Paul Breuer ist seit über 65 Jahre Mitglied der Kolpingfamilie in Giesenkirchen, in deren Vorstand er über 50 Jahre wirkte, davon 10 Jahre als Vorsitzender. Als Initiator eines Projektes erzielte er mittels Altkleidersammlung hohe Erlöse, mit denen u.a. vielen Menschen in Indien geholfen werden konnte.
Robert Dressen wurde schon in seiner Jugendzeit in der katholischen Pfarre Lürrip „ehrenamtlich sozialisiert“. Seine sportliche Liebe gehört seit Jahrzehnten dem Handball. Sein Einsatz in der Handballerabteilung der Turnerschaft Lürrip ist herausragend.
Brigitte Kolb ist in Neuwerk als Mitglied im Pfarrgemeinderat und im Kirchenvorstand bekannt, hatte auch einige Jahre den Vorsitz der KfD inne.
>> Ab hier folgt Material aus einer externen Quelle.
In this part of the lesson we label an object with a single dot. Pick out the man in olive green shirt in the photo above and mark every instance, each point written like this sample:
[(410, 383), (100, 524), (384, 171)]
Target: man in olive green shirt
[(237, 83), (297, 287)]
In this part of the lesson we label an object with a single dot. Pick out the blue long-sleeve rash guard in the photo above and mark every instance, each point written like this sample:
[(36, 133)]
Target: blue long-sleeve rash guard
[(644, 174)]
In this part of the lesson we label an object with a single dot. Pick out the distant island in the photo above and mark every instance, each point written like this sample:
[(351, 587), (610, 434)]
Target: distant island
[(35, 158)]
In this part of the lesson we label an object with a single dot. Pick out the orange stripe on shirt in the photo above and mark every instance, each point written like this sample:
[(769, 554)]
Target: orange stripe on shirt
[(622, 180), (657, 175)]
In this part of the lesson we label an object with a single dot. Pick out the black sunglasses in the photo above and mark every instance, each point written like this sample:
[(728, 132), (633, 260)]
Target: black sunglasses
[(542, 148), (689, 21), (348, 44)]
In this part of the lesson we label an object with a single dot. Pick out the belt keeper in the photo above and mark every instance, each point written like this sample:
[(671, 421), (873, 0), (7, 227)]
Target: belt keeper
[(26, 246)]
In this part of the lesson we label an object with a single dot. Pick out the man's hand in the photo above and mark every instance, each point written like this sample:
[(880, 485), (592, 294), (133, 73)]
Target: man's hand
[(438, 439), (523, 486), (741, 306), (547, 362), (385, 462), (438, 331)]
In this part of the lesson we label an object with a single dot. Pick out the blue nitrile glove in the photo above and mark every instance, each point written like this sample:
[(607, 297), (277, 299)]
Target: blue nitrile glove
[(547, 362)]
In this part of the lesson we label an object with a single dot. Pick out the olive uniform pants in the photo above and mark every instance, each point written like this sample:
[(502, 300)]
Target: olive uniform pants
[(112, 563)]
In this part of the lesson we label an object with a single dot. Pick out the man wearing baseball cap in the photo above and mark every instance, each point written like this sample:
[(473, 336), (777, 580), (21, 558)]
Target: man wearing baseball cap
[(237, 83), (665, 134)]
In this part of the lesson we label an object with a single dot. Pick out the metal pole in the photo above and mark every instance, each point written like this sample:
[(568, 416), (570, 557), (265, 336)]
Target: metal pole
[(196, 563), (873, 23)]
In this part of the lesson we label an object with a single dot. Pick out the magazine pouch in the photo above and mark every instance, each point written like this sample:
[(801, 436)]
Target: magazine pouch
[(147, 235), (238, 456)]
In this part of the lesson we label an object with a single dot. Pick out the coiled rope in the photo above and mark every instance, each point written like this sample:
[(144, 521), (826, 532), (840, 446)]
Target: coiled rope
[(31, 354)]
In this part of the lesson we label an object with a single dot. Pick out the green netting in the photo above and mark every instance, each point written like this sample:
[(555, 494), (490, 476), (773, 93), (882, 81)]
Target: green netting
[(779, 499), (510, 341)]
In besonderem Maße schlägt ihr Herz für die Aktion Freizeit behinderter Jugendlicher, der sie seit 5 Jahren auch vorsteht.
Für das musikalische Rahmenprogramm sorgten in diesem Jahr die St. Barbara Bigband und die Tonartisten. Beide sorgten in der trefflichen Auswahl Ihrer Stücke für einen stimmigen Rahmen.
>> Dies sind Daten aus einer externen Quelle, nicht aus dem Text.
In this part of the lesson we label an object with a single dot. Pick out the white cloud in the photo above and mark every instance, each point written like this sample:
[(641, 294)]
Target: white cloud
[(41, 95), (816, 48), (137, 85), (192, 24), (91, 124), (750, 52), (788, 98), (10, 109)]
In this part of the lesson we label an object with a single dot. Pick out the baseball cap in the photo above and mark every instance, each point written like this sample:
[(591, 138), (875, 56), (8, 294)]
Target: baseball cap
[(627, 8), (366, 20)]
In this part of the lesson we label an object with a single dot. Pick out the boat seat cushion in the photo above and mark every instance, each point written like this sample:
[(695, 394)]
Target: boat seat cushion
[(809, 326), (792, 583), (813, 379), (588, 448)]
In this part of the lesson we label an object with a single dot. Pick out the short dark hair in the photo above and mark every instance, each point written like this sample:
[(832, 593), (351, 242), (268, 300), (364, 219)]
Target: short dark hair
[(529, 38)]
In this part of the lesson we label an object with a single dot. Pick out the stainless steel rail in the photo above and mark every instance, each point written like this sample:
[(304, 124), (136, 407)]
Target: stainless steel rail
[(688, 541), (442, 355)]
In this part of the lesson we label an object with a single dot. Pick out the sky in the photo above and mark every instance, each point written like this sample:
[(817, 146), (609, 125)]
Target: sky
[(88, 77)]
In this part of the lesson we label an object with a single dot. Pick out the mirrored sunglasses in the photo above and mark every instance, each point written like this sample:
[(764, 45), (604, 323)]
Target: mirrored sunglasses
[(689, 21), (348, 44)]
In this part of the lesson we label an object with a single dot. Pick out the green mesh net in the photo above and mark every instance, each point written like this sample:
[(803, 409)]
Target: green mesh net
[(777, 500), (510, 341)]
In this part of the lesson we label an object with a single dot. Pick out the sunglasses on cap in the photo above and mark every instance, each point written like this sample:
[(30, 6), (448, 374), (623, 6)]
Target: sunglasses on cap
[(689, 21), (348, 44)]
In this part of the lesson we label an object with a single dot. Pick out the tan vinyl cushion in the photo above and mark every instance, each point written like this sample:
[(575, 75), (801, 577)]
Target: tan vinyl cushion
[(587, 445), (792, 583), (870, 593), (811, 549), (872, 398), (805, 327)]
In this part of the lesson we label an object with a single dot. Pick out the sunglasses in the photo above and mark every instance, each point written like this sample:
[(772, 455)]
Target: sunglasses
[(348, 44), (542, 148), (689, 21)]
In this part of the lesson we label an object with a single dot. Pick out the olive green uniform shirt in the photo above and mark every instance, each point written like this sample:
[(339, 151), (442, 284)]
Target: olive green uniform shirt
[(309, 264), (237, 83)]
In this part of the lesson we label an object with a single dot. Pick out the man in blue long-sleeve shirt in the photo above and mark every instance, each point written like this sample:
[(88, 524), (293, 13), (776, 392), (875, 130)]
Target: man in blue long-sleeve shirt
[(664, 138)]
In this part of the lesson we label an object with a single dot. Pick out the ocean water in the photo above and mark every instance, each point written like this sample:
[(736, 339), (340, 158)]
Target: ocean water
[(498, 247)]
Dabei schien die Ankündigung der Tonartisten gewagt: Mit Gospel, italienischer Musik des 16. Jahrhunderts und Queen wollten sie ihr breites Repertoire zeigen.
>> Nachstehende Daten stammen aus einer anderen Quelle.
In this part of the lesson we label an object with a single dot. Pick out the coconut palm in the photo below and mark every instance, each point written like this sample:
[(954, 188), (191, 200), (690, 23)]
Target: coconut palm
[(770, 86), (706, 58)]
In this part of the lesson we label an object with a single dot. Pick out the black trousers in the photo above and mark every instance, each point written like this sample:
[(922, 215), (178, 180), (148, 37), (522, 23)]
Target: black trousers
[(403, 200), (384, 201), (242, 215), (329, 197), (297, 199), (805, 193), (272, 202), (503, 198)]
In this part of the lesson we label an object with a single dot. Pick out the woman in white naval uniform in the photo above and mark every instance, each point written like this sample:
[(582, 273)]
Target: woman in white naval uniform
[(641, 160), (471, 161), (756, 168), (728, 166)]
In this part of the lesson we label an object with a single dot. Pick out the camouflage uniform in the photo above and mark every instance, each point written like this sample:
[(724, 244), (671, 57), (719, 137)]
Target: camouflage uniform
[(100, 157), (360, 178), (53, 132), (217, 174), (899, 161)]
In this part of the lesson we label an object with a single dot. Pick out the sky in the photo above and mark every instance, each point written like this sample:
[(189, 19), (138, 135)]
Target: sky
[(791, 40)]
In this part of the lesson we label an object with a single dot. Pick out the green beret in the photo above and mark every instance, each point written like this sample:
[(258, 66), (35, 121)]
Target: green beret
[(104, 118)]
Wenn einem Chor dieser Spagat gelingt, dann Dank eines hervorragenden Chorleiters. Den Tonartisten jedenfalls gelingt dieses Kunststück, davon zeugte der lang anhaltende Applaus.
Beim zweiten, inhaltlich schweren Thema des Neujahrsempfangs fand Bezirksvorsteher Krichel-Mäurer Unterstützung bei religiösen Vertretern.
„Ein Bündnis von Nachbarn, Kirchen und Sozialverbänden zur Unterstützung und Integration der Flüchtlinge bildete sich in Giesenkirchen“, weiß Krichel-Mäurer zu berichten. Ähnliches streben derzeit die evangelische und katholische Pfarre in Neuwerk an.
Sorgen dürften nicht nur dem Bezirksvorsteher die Zunahme von Extremismus, gleich ob religiöser oder politischer Art, bereiten. Gleichwohl gibt es weder einzig wahre Antworten, wie es auch nicht den einzig wahren Glauben gibt.
Die Chance einer differenzierten Betrachtung der Lage ergriff der Bezirksvorsteher bei der Erwähnung seiner ablehnenden Haltung gegen die derzeitigen rechtsextremen Demonstrationen (das Wort PEGIDA vermied er) nicht.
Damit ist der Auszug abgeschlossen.